People know that you get juice from citrus fruits or probably vegetables. I demonstrated to the members of the MPU CoP how to make juice from OFSP roots so as to get the maximum flavor out of it. Sweetpotato tends to oxidize. This means that there is a tendency to darken. I demonstrated how to prepare what we call an anti-oxidant solution. The preparation involves mixing water with vitamin C and dipping the sweetpotatoes into the solution to stop oxidization. After blending, you squeeze out the juice, which we call concentrate. After that, you cook it to get the flavor, because the starch is carried forward and gelatinization process takes place in the presence of heat. This is important, otherwise you will end up with the taste of raw roots. I also taught people how to use spices like ginger and cinnamon to mask the earthiness of the sweetpotato taste.
How did people receive these products?
I was surprised to see people coming back for more and more. I did not expect that people would actually enjoy it because of the flavor. Everyone, including the hotel staff, was quite impressed and they were looking to adopt OFSP. The chefs realized that they could make a better, more nutritious product and cut costs. It is quite encouraging when people learn that they have a product in their backyard they can use.
Do you think sweetpotato juice is something that has commercial potential?
Yes. Actually there is something we have developed with a local franchise in Kenya. There is a drink Kenyans call ‘dawa’ which is made of honey, ginger and lemon. However, people are not getting the benefit because it is composed of too much water. We are launching a similar product called OFSP blend soon. It will be made out of sweetpotato juice and it can be consumed either hot or cold. It is better in terms of the use and benefit, as it is higher in vitamin A and has a better taste.
When cooking OFSP, which is the best way to go about it?
With sweetpotato products, the best thing is to work with unpeeled roots.
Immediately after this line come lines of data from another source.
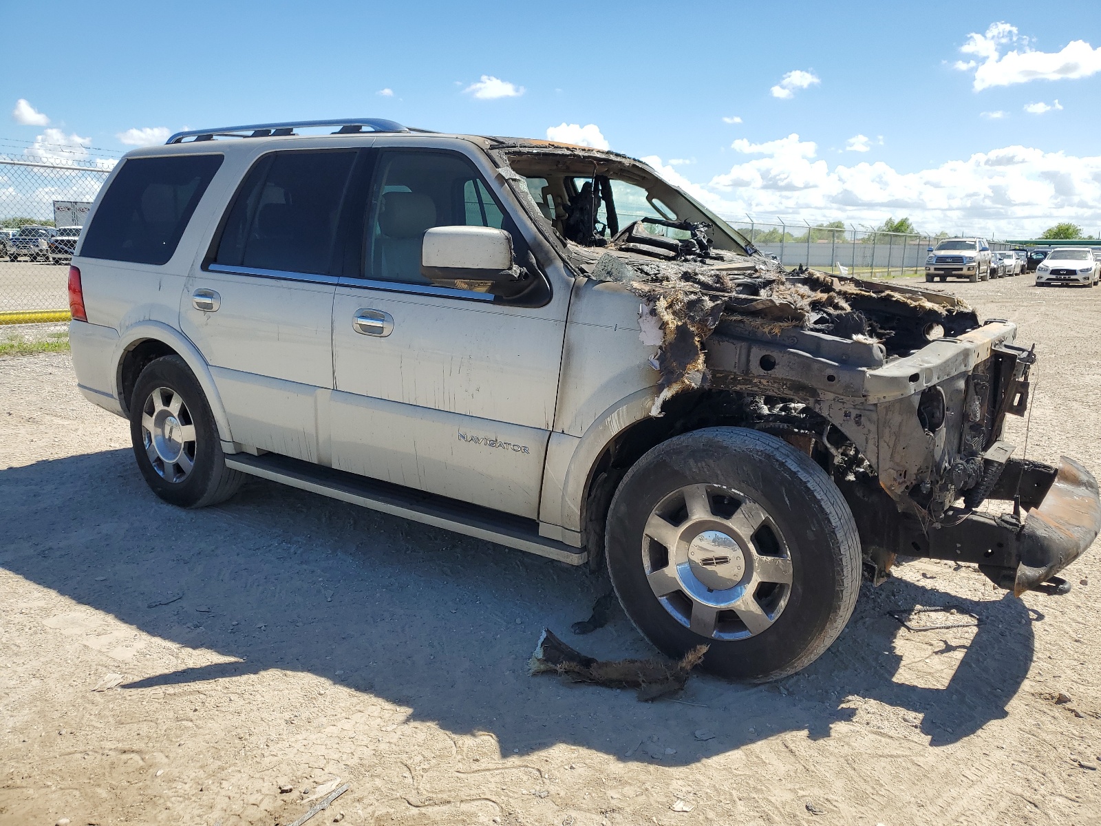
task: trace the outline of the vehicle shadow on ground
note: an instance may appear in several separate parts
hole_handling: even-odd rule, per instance
[[[491,733],[502,752],[569,743],[689,764],[783,731],[829,737],[853,718],[847,697],[893,707],[944,746],[1006,716],[1043,619],[992,590],[970,601],[895,579],[865,586],[830,651],[781,685],[694,676],[677,702],[640,703],[528,675],[544,626],[593,656],[653,654],[618,609],[596,633],[570,634],[607,586],[559,563],[260,480],[218,508],[182,510],[152,494],[128,449],[2,470],[0,501],[0,566],[239,660],[132,675],[126,691],[302,671],[406,706],[410,719]],[[912,632],[886,611],[949,602],[982,622],[947,687],[895,682],[893,646]],[[946,639],[930,659],[960,649]]]

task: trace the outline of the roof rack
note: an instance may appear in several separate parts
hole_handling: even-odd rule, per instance
[[[218,129],[190,129],[176,132],[165,144],[183,143],[185,138],[192,141],[212,141],[215,138],[277,138],[294,134],[295,129],[307,127],[339,127],[333,134],[357,134],[369,127],[372,132],[411,132],[397,121],[385,118],[338,118],[337,120],[295,120],[286,123],[252,123],[243,127],[219,127]]]

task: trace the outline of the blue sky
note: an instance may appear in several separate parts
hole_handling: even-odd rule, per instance
[[[132,129],[346,115],[541,138],[593,124],[730,215],[1101,224],[1097,2],[55,2],[50,17],[66,48],[14,37],[0,53],[0,137],[17,143],[124,151]],[[1089,44],[1077,70],[1023,79],[1072,41]],[[483,76],[500,83],[479,97]]]

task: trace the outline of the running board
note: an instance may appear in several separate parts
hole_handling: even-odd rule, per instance
[[[345,470],[334,470],[288,456],[273,453],[261,456],[231,454],[226,456],[226,467],[569,565],[582,565],[589,558],[587,551],[539,536],[538,522],[535,520],[369,479]]]

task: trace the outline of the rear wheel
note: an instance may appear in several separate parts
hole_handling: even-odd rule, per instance
[[[623,478],[608,570],[635,627],[663,652],[765,681],[816,660],[860,589],[849,506],[806,454],[775,436],[712,427],[665,442]]]
[[[145,481],[172,504],[217,504],[244,480],[226,467],[210,405],[179,356],[151,361],[138,377],[130,399],[130,438]]]

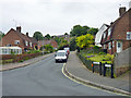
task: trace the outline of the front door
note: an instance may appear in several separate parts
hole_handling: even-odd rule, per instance
[[[117,52],[122,51],[122,41],[117,41]]]

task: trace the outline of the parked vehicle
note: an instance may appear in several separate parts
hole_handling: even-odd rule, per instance
[[[58,50],[57,53],[55,54],[55,60],[56,62],[67,62],[68,56],[66,50]]]

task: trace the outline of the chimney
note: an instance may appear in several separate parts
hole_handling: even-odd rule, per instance
[[[21,26],[16,27],[16,32],[21,33]]]
[[[122,16],[126,13],[126,7],[119,9],[119,16]]]
[[[28,33],[26,33],[26,36],[28,37]]]

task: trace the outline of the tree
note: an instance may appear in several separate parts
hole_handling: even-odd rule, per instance
[[[3,38],[3,36],[4,36],[4,34],[3,34],[3,33],[1,33],[1,34],[0,34],[0,40],[1,40],[1,38]]]
[[[47,35],[45,36],[45,39],[51,39],[51,36],[50,36],[49,34],[47,34]]]
[[[70,50],[71,51],[74,51],[76,49],[76,39],[73,37],[71,40],[70,40]]]
[[[87,30],[87,34],[96,35],[97,32],[98,32],[98,28],[93,28],[92,27]]]
[[[53,39],[57,41],[58,46],[60,45],[60,42],[61,42],[61,40],[62,40],[62,38],[59,38],[59,37],[57,37],[57,36],[56,36]]]
[[[64,36],[69,35],[68,33],[64,34]]]
[[[35,32],[33,35],[34,38],[36,38],[36,40],[43,40],[44,36],[40,32]]]
[[[45,48],[46,52],[53,52],[53,47],[49,44],[49,45],[45,45],[40,47],[40,50],[43,50],[43,47]]]
[[[68,42],[68,40],[62,39],[60,42],[60,46],[58,47],[58,50],[61,50],[64,47],[69,47],[69,42]]]
[[[94,37],[91,34],[82,35],[80,37],[76,37],[76,45],[82,49],[86,49],[90,47],[93,47],[94,44]]]

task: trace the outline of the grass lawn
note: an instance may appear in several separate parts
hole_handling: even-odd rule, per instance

You not only retain nutritional benefits from the skin but it also brings processing costs down because no peeling is involved. The cooking method is fundamental. If you do not get that right, the rest of the process will go wrong. For products made using mashed sweetpotato or puree, you should steam the root so that it does not absorb too much water, otherwise it becomes soggy, gelatinizes quickly and loses the taste. If you want to process concentrate, you must ensure that you have a good antioxidant solution.